An Evaluation of Styloidectomy as an Adjunct or Alternative to Jugular Stenting in Idiopathic Intracranial Hypertension and Disturbances of Cranial Venous Outflow

J Nicholas Higgins, Mathew R Garnett, John D Pickard, Patrick R Axon, J Nicholas Higgins, Mathew R Garnett, John D Pickard, Patrick R Axon

Abstract

Background The extent to which intracranial venous sinus obstruction contributes to idiopathic intracranial hypertension (IIH) is debated. The extent to which extracranial venous obstruction contributes to IIH is virtually unexplored. This article describes an interventional approach to extracranial venous outflow in a group of patients with severe intractable symptoms. Objective To describe our technique and experience of styloidectomy combined with jugular stenting in the treatment of skull base narrowing of the jugular veins. Methods Retrospective review of all styloidectomies undertaken at our institution (n = 34), as an adjunct or alternative to jugular venous stenting, with a view to improving cranial venous outflow. Results Eleven styloidectomies were for delayed complications of jugular stenting. Of seven with stent dysfunction, three were improved and four unchanged. Of seven with accessory nerve compression (three had both), four resolved and three improved. In 23 instances, styloidectomy preceded or obviated jugular stenting. Two had a virtual resolution of symptoms, 13 were improved, and 8 were unchanged. Conclusion Styloidectomy can replace, salvage, or complement jugular venous stenting in IIH and disturbances of cranial venous outflow.

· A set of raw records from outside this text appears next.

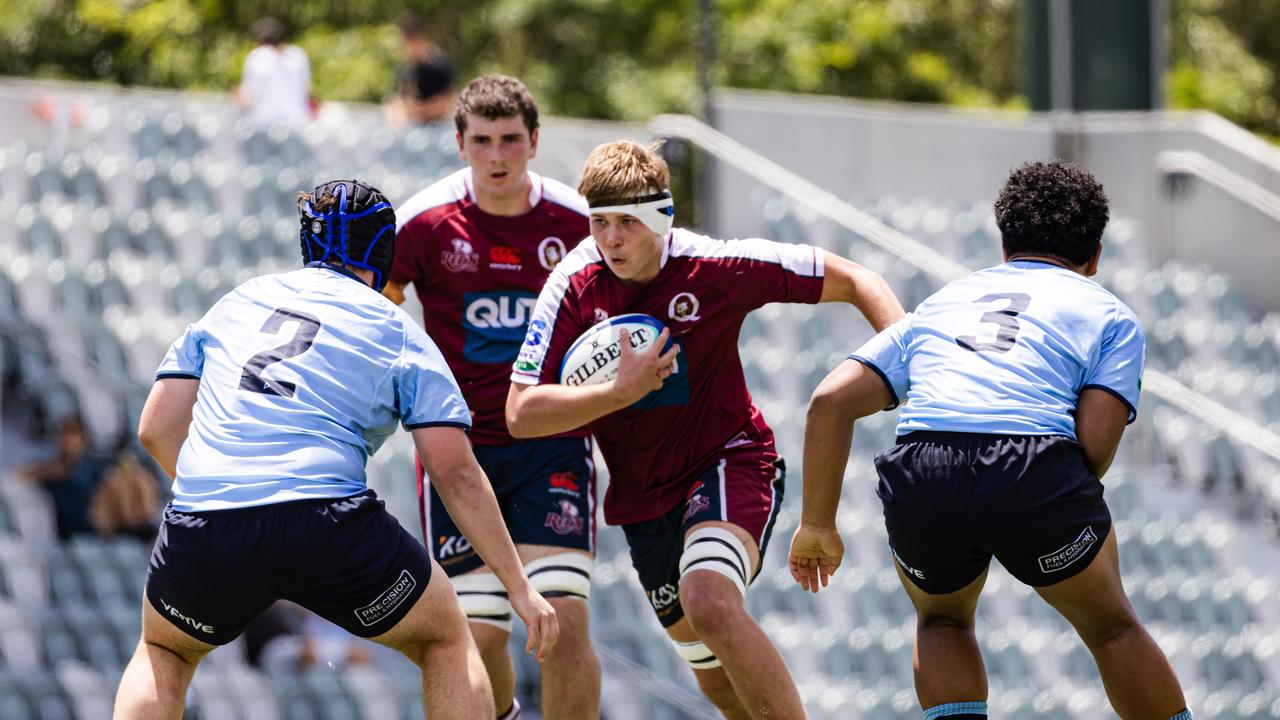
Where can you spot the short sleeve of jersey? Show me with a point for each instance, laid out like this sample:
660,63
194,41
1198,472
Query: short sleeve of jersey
414,242
886,355
1120,360
186,356
426,395
552,331
773,272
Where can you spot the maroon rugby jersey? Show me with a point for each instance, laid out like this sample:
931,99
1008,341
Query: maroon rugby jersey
703,291
478,277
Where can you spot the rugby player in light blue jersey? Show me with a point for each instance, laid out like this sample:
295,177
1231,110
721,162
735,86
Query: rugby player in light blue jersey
1018,382
264,414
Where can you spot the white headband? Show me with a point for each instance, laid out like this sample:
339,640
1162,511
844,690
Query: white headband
657,212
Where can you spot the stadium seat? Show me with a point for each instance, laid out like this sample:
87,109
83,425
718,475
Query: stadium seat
87,689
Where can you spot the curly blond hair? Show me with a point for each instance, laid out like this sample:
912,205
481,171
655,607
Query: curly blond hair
620,171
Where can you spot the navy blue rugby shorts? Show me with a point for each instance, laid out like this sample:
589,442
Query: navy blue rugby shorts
347,560
955,500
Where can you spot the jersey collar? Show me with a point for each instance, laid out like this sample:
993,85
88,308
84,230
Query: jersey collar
338,269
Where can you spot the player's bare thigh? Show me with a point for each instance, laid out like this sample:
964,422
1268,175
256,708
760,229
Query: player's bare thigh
753,551
159,632
435,618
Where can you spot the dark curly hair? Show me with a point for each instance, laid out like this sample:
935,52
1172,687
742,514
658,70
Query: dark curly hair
496,96
1055,209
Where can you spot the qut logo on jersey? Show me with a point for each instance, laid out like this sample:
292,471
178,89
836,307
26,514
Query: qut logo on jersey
496,323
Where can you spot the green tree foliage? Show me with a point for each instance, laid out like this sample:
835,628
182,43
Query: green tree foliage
1224,57
632,59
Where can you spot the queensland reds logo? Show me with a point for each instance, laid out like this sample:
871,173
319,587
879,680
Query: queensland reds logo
503,258
684,308
696,504
566,522
464,258
551,251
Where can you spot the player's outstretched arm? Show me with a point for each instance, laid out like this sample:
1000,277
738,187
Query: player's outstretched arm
165,420
551,409
849,392
1100,422
845,281
446,454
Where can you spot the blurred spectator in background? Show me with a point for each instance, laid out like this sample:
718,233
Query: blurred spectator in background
424,82
71,478
275,86
128,500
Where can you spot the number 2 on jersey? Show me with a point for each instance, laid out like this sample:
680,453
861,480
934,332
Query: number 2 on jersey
252,379
1006,319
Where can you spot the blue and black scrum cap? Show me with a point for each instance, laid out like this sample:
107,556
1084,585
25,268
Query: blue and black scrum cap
656,210
356,228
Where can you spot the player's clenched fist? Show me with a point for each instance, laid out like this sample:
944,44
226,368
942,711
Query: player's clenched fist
641,373
814,556
540,618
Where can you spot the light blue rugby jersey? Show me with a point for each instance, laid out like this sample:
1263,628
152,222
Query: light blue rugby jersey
302,376
1008,350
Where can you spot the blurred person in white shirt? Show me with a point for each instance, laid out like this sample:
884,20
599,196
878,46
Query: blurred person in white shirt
275,86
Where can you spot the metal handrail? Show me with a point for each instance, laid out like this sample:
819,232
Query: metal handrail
798,188
1221,177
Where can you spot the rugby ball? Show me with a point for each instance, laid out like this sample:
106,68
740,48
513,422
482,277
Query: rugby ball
594,356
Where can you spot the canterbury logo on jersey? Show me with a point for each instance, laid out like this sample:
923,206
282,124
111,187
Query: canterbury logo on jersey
494,323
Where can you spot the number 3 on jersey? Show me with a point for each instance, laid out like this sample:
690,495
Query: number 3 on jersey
1005,319
304,336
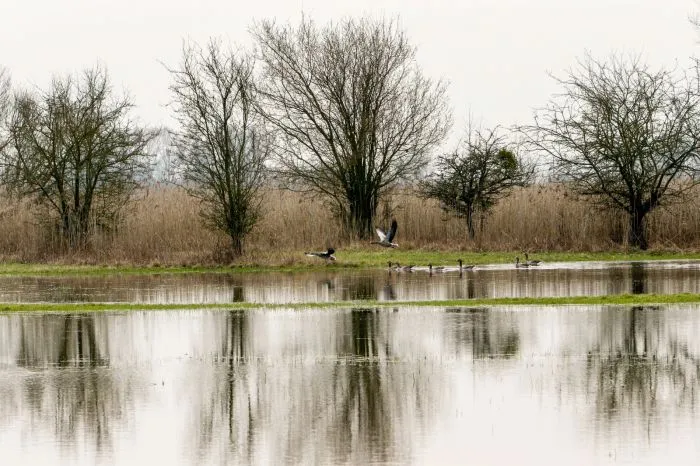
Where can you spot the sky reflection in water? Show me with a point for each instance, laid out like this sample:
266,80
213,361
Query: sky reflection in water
561,279
555,385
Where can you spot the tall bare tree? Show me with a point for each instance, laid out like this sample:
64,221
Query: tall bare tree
624,135
355,113
473,178
222,144
75,150
5,96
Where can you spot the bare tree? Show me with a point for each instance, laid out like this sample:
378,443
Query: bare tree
5,96
473,179
76,151
355,113
222,145
625,136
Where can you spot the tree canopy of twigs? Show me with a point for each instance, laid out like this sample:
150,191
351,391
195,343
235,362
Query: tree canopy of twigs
74,149
474,177
623,135
5,100
221,144
354,112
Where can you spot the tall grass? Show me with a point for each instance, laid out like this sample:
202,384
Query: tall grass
162,226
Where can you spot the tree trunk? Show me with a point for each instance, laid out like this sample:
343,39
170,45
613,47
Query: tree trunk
637,233
360,216
470,222
236,245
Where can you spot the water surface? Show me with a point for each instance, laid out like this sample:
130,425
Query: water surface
503,385
548,280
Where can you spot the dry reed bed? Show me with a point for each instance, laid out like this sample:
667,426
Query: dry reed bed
162,226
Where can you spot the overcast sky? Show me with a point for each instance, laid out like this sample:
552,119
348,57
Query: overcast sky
495,53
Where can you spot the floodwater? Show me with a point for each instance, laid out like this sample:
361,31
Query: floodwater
573,385
556,279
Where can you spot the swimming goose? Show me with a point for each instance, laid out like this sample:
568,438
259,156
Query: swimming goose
531,262
385,239
328,255
519,264
466,267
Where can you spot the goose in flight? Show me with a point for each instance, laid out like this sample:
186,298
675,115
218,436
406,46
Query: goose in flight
531,262
328,255
386,239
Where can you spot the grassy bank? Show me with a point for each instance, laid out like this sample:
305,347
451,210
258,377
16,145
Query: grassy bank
348,259
621,300
162,228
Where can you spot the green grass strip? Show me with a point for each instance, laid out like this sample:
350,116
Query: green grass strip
348,259
625,300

Keywords: cranial venous outflow; idiopathic intracranial hypertension; jugular stenting; styloidectomy.

Figures

Fig. 1
Fig. 1
In-stent narrowing, presumed from intermittent compression between styloid process and lateral mass of C1: (A) Axial CT scan showing the styloid process (simple arrow) in close proximity to the lateral mass of C1 (asterisk) with the stent (block arrow) in between. Unsubtracted (B) and subtracted (C) frontal films during catheter venogram showing narrowing of the vascular lumen inside the jugular stent at the same level (arrowheads = styloid process). CT, computed tomography.
Fig. 2
Fig. 2
Primary styloidectomy followed by stenting: Axial CT scan after intravenous contrast at the C1 level show (A) the jugular veins (simple arrows) narrowed between the styloid processes (block arrows) and lateral masses of C1 (asterisks). (B) Following styloidectomy there is a locule of air at the site of resection (block arrow). (C) Following stenting the stent (simple arrow) dilates the internal jugular vein. CT, computed tomography.
Fig. 3
Fig. 3
Schematic of clinical outcomes of 23 primary styloidectomies and follow-up jugular stentings. After styloidectomy symptoms virtually resolved in 1 case (resolved), improved to such an extent in 4 cases that no further treatment was contemplated (improved) and were unchanged or only minimally improved in 18 (unchanged). Of these 16 cases were stented. In one case, symptoms virtually resolved. In nine they were improved and in six unchanged. Some patients in these last two categories, on this level, had further procedures. *One patient in this group had contemporaneous ipsilateral sigmoid sinus and jugular stentings ^Two patients in this group had contemporaneous transverse sinus and jugular stentings. One had a fatal postoperative subdural hemorrhage.